In [None]:
# Modules used for basic analysis
from configure import configuration
from analysis import analysis
from generate import generate
from compare import compare

# Modules used for more advanced analysis
from subprocesses import ghsci
from subprocesses._utils import plot_choropleth_map

# Global Healthy and Sustainable City Indicators (GHSCI) analysis for Las Palmas de Gran Canaria, Spain

This notebook contains an example of how the GHSCI tool can be used to run an analysis for a study region of interest, for example, a city or set of neighbourhoods.

In [None]:
codename = 'example_ES_Las_Palmas_2023'

## Configuration

A configured sample study region file has been provided with the software in the folder `process/configuration/regions`:

`example_ES_Las_Palmas_2023.yml`
  - This **example** defines the Spanish city of Las Palmas de Gran Canaria with a target time point of 2023
  - The codename `example_ES_Las_Palmas_2023` describes the above using a recommended shorthand structure, starting with a two-letter country code
    - For cities with shared names in different countries like Valencia this can differentiate between the two (i.e.
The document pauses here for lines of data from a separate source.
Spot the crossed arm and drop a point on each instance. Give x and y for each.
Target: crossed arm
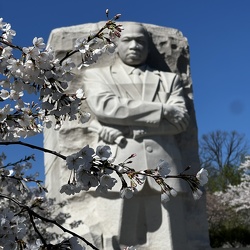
(142, 117)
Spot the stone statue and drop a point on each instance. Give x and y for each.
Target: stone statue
(150, 113)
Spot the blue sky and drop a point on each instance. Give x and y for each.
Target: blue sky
(218, 32)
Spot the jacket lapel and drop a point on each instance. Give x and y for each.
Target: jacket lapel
(151, 83)
(124, 82)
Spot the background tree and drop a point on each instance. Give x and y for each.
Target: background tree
(221, 153)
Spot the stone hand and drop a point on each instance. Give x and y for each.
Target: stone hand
(110, 135)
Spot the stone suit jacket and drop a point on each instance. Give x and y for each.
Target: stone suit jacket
(116, 103)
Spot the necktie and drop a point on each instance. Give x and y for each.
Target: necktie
(137, 79)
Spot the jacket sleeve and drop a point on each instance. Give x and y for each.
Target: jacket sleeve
(109, 107)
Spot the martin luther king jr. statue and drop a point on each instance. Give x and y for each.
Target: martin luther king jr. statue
(140, 109)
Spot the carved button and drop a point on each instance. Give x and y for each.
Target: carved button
(149, 149)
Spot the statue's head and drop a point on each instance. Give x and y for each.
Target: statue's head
(133, 45)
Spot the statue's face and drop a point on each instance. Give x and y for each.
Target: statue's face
(133, 45)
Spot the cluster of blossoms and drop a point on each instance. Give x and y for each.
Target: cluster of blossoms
(38, 71)
(24, 211)
(95, 169)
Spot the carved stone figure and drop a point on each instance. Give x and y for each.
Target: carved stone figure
(149, 113)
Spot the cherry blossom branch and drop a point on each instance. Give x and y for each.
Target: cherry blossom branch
(32, 214)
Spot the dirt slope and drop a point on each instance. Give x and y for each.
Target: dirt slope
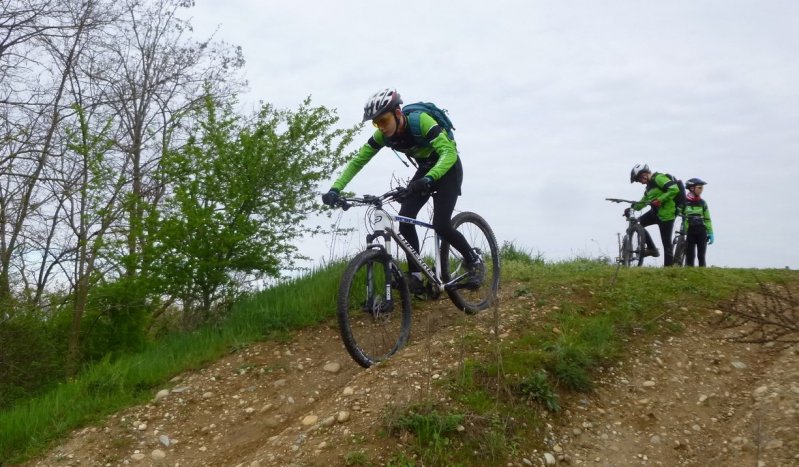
(695, 399)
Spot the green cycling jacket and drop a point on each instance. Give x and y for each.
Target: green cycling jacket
(697, 208)
(665, 189)
(438, 153)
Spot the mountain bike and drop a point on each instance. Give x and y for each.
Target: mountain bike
(633, 245)
(678, 244)
(374, 300)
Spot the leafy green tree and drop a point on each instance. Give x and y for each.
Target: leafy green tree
(238, 194)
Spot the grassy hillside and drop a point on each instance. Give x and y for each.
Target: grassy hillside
(587, 312)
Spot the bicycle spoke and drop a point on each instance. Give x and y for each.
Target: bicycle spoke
(374, 319)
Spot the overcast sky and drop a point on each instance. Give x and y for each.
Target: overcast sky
(554, 102)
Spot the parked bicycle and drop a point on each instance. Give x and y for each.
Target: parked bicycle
(679, 242)
(633, 245)
(374, 300)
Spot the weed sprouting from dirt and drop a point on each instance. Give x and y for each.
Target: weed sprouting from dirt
(770, 315)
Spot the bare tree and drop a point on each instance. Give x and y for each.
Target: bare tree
(41, 48)
(154, 75)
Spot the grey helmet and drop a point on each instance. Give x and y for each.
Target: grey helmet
(636, 171)
(381, 102)
(692, 182)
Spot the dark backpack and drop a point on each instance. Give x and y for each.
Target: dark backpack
(679, 200)
(413, 113)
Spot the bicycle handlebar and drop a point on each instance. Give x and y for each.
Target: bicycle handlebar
(377, 201)
(617, 200)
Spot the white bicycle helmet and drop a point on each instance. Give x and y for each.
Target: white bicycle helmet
(694, 182)
(381, 102)
(636, 171)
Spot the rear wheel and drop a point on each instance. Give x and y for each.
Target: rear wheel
(374, 308)
(481, 238)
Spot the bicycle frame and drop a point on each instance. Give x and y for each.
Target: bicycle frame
(383, 222)
(626, 249)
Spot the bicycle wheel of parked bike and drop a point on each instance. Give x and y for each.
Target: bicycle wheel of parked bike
(374, 308)
(633, 247)
(679, 250)
(481, 238)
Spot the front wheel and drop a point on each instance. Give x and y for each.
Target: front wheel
(374, 308)
(679, 250)
(481, 238)
(633, 247)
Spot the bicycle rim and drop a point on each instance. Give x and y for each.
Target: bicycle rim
(679, 251)
(481, 238)
(633, 248)
(374, 308)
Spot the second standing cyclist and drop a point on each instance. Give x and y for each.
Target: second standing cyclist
(698, 226)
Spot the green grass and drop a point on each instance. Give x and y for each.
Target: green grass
(582, 320)
(28, 427)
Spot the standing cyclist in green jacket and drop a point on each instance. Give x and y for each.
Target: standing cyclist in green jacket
(698, 226)
(660, 194)
(439, 174)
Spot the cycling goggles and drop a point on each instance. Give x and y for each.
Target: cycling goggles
(382, 120)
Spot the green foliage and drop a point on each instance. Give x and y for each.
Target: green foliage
(433, 431)
(510, 252)
(240, 191)
(114, 383)
(538, 388)
(30, 359)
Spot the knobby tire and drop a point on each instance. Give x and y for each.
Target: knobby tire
(374, 324)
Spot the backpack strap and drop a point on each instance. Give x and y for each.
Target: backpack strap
(416, 127)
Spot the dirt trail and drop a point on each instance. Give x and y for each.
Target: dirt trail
(693, 399)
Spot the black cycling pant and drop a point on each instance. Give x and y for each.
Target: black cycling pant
(695, 245)
(446, 192)
(666, 227)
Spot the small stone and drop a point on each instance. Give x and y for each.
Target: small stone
(310, 420)
(760, 391)
(329, 421)
(774, 444)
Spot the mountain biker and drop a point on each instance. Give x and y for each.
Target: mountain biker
(439, 174)
(698, 226)
(661, 190)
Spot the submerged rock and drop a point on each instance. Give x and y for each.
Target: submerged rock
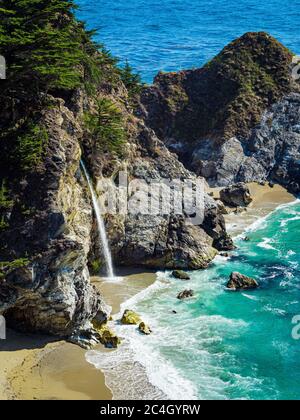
(185, 294)
(108, 338)
(85, 338)
(130, 318)
(239, 281)
(179, 274)
(144, 329)
(236, 196)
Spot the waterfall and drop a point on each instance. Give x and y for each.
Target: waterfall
(100, 223)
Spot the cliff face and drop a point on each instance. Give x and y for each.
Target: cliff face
(161, 240)
(48, 238)
(236, 118)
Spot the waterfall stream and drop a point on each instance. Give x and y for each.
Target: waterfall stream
(101, 227)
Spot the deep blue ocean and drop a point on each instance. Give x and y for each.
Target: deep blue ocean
(219, 345)
(170, 35)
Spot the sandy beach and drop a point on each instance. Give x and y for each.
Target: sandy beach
(265, 200)
(37, 367)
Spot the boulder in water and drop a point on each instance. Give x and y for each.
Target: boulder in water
(236, 196)
(185, 294)
(239, 281)
(179, 274)
(144, 328)
(130, 318)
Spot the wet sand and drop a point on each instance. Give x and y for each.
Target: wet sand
(265, 200)
(36, 367)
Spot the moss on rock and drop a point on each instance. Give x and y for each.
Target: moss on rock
(130, 318)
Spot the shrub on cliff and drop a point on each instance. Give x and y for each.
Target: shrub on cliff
(107, 127)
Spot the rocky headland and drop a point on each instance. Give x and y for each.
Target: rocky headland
(236, 119)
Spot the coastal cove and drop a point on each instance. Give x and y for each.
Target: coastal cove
(149, 233)
(209, 346)
(43, 373)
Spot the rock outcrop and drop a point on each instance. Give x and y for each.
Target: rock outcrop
(182, 275)
(234, 120)
(239, 281)
(144, 328)
(50, 225)
(185, 294)
(130, 318)
(237, 195)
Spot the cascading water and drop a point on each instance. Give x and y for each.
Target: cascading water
(100, 223)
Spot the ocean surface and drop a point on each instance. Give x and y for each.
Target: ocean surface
(220, 344)
(170, 35)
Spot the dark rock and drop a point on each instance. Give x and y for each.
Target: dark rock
(130, 318)
(179, 274)
(144, 329)
(236, 196)
(239, 281)
(185, 294)
(224, 254)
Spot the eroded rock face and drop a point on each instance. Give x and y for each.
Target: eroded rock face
(179, 274)
(237, 195)
(239, 281)
(130, 318)
(226, 121)
(52, 292)
(185, 294)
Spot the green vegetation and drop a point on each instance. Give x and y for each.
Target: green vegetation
(5, 201)
(131, 80)
(95, 267)
(5, 204)
(7, 267)
(107, 127)
(30, 146)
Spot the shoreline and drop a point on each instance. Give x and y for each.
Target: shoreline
(40, 368)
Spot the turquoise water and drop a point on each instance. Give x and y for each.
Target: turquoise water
(231, 344)
(220, 344)
(171, 35)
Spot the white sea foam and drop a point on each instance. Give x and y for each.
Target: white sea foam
(266, 243)
(141, 368)
(251, 297)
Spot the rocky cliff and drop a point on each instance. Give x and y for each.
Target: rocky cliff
(65, 102)
(235, 119)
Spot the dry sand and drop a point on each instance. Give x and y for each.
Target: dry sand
(38, 368)
(35, 367)
(265, 200)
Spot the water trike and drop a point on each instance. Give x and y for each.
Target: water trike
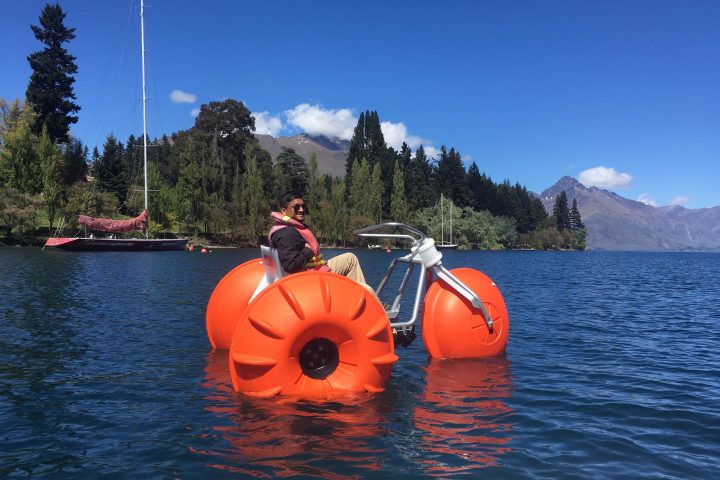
(317, 332)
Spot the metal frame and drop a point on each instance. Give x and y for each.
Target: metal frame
(423, 253)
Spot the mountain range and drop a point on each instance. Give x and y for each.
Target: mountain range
(617, 223)
(613, 222)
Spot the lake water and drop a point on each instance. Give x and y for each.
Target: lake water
(612, 371)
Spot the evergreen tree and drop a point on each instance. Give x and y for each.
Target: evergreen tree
(575, 220)
(359, 194)
(405, 156)
(75, 163)
(192, 198)
(295, 167)
(50, 162)
(419, 182)
(452, 178)
(339, 219)
(9, 115)
(357, 150)
(398, 202)
(483, 191)
(19, 164)
(109, 169)
(561, 212)
(255, 203)
(231, 124)
(50, 91)
(376, 194)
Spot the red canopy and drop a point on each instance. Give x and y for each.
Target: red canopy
(110, 225)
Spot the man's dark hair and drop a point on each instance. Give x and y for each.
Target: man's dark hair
(288, 197)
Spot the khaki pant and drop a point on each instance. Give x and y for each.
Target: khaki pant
(348, 265)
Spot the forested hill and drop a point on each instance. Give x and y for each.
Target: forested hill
(617, 223)
(330, 153)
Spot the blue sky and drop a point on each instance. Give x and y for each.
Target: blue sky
(624, 95)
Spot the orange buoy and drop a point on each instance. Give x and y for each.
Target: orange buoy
(229, 299)
(453, 328)
(312, 333)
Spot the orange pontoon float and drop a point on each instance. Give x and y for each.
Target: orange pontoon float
(319, 332)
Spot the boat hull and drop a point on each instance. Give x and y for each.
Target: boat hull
(116, 244)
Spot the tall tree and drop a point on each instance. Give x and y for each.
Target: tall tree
(232, 124)
(109, 169)
(50, 162)
(398, 202)
(255, 203)
(19, 164)
(339, 220)
(358, 196)
(75, 162)
(452, 178)
(357, 150)
(575, 220)
(50, 91)
(561, 212)
(419, 178)
(376, 194)
(9, 114)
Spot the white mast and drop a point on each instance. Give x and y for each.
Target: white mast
(442, 221)
(142, 47)
(450, 221)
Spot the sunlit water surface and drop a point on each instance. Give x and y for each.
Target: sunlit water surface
(612, 371)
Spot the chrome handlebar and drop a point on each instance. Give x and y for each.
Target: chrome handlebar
(367, 232)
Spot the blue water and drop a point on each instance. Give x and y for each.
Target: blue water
(612, 371)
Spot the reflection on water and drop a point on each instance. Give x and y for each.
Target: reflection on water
(289, 436)
(462, 416)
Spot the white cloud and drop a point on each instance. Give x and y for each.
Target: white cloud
(178, 96)
(266, 124)
(315, 120)
(603, 177)
(645, 198)
(431, 152)
(680, 201)
(396, 133)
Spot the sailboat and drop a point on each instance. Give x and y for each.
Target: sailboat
(442, 243)
(111, 227)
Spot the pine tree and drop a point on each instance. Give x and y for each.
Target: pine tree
(357, 150)
(74, 165)
(452, 178)
(359, 194)
(561, 212)
(255, 204)
(19, 164)
(398, 202)
(575, 220)
(419, 178)
(376, 194)
(109, 170)
(50, 91)
(50, 162)
(339, 219)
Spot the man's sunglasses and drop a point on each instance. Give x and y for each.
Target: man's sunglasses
(298, 206)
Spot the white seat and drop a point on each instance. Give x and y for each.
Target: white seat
(273, 269)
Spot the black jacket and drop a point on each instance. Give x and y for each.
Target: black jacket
(291, 249)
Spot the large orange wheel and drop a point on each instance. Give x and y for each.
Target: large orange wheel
(453, 328)
(312, 333)
(230, 297)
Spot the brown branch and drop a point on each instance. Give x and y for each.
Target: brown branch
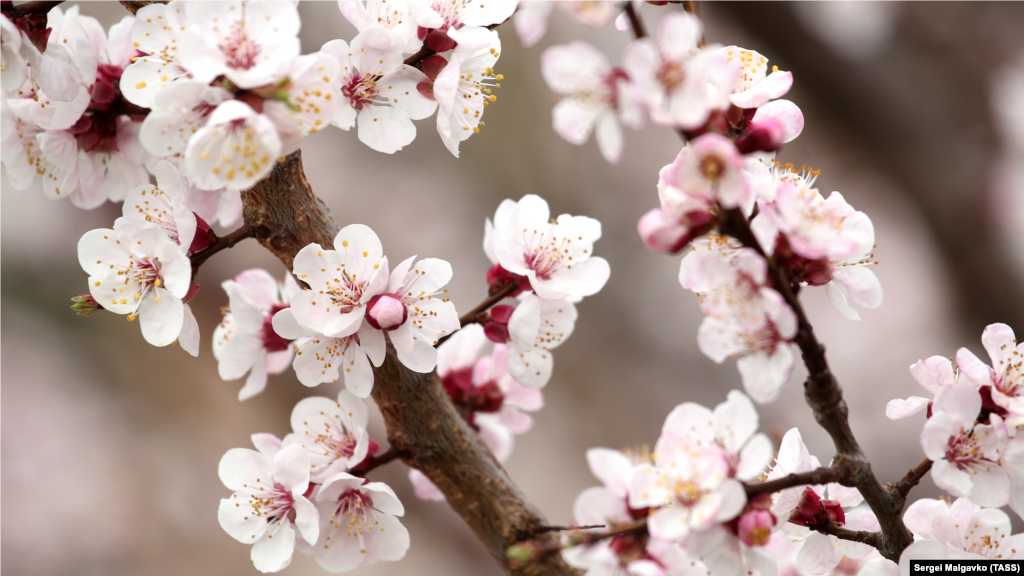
(869, 538)
(33, 7)
(473, 316)
(222, 243)
(381, 459)
(824, 475)
(422, 425)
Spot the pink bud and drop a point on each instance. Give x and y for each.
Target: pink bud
(755, 527)
(763, 135)
(667, 234)
(385, 312)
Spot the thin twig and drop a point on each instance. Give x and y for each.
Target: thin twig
(222, 243)
(473, 316)
(34, 6)
(823, 475)
(379, 460)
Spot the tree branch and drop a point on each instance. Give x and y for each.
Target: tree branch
(222, 243)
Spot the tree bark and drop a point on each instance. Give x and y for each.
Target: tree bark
(284, 214)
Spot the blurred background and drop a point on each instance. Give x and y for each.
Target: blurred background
(914, 109)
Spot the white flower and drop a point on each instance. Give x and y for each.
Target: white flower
(463, 90)
(536, 328)
(732, 427)
(252, 42)
(245, 339)
(449, 22)
(177, 113)
(415, 317)
(755, 88)
(138, 271)
(556, 257)
(236, 149)
(165, 205)
(333, 433)
(268, 503)
(681, 84)
(358, 524)
(958, 531)
(378, 90)
(313, 91)
(390, 14)
(596, 95)
(966, 454)
(12, 68)
(688, 486)
(158, 34)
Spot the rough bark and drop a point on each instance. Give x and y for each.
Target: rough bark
(284, 214)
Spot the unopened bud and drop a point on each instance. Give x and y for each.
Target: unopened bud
(85, 304)
(755, 527)
(386, 312)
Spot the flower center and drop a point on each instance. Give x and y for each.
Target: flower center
(240, 50)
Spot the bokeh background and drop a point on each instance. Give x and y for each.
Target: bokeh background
(914, 111)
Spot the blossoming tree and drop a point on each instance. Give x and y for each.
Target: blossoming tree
(194, 112)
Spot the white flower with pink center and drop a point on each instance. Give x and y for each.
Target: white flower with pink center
(597, 96)
(415, 312)
(312, 91)
(378, 90)
(158, 34)
(1006, 375)
(245, 340)
(731, 426)
(680, 83)
(967, 453)
(755, 86)
(961, 530)
(389, 14)
(444, 23)
(236, 149)
(333, 432)
(463, 90)
(177, 113)
(555, 256)
(536, 327)
(13, 70)
(136, 270)
(688, 489)
(269, 502)
(358, 524)
(252, 42)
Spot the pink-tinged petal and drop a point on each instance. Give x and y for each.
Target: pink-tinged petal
(306, 519)
(423, 488)
(256, 381)
(287, 327)
(612, 467)
(897, 408)
(240, 468)
(273, 551)
(267, 444)
(786, 113)
(819, 554)
(161, 316)
(188, 338)
(239, 522)
(598, 505)
(935, 373)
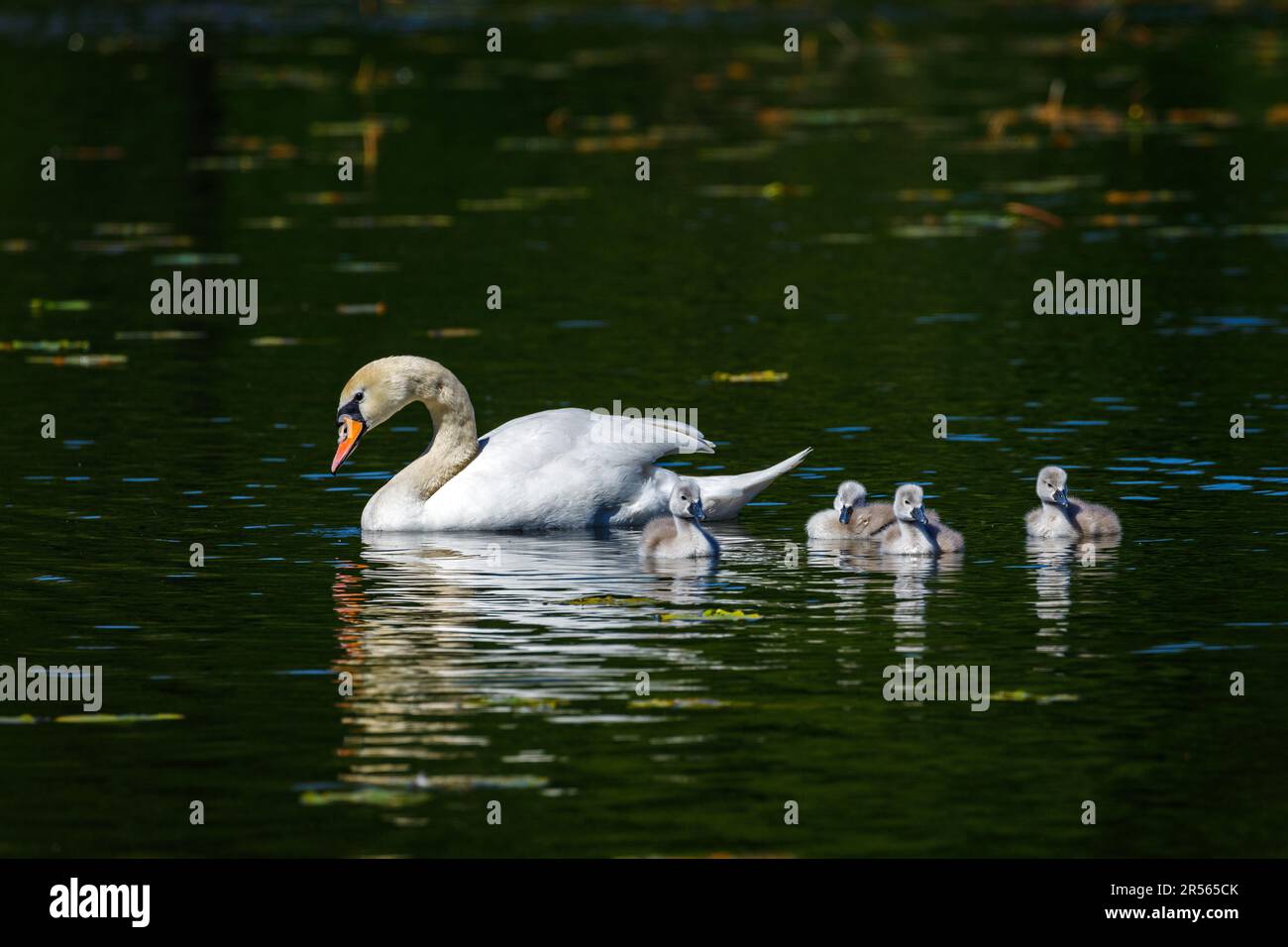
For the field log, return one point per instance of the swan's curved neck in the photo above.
(455, 442)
ES_Valencia_2023 refers to the city in Spain, and VE_Valencia_2023 to the city Venezuela, and both using the same time point of 2023)
  - You can use suffixes or prefixes as required to ensure your codenames clearly describe the study region configurations they represent

New study regions can be created either by copying, renaming and editing this file in a text editor, or by running the configuration utility (e.g. `configure codename_for_your_city` at the command line, or `configuration("codename_for_your_city")` as demonstrated in the next codeblock below.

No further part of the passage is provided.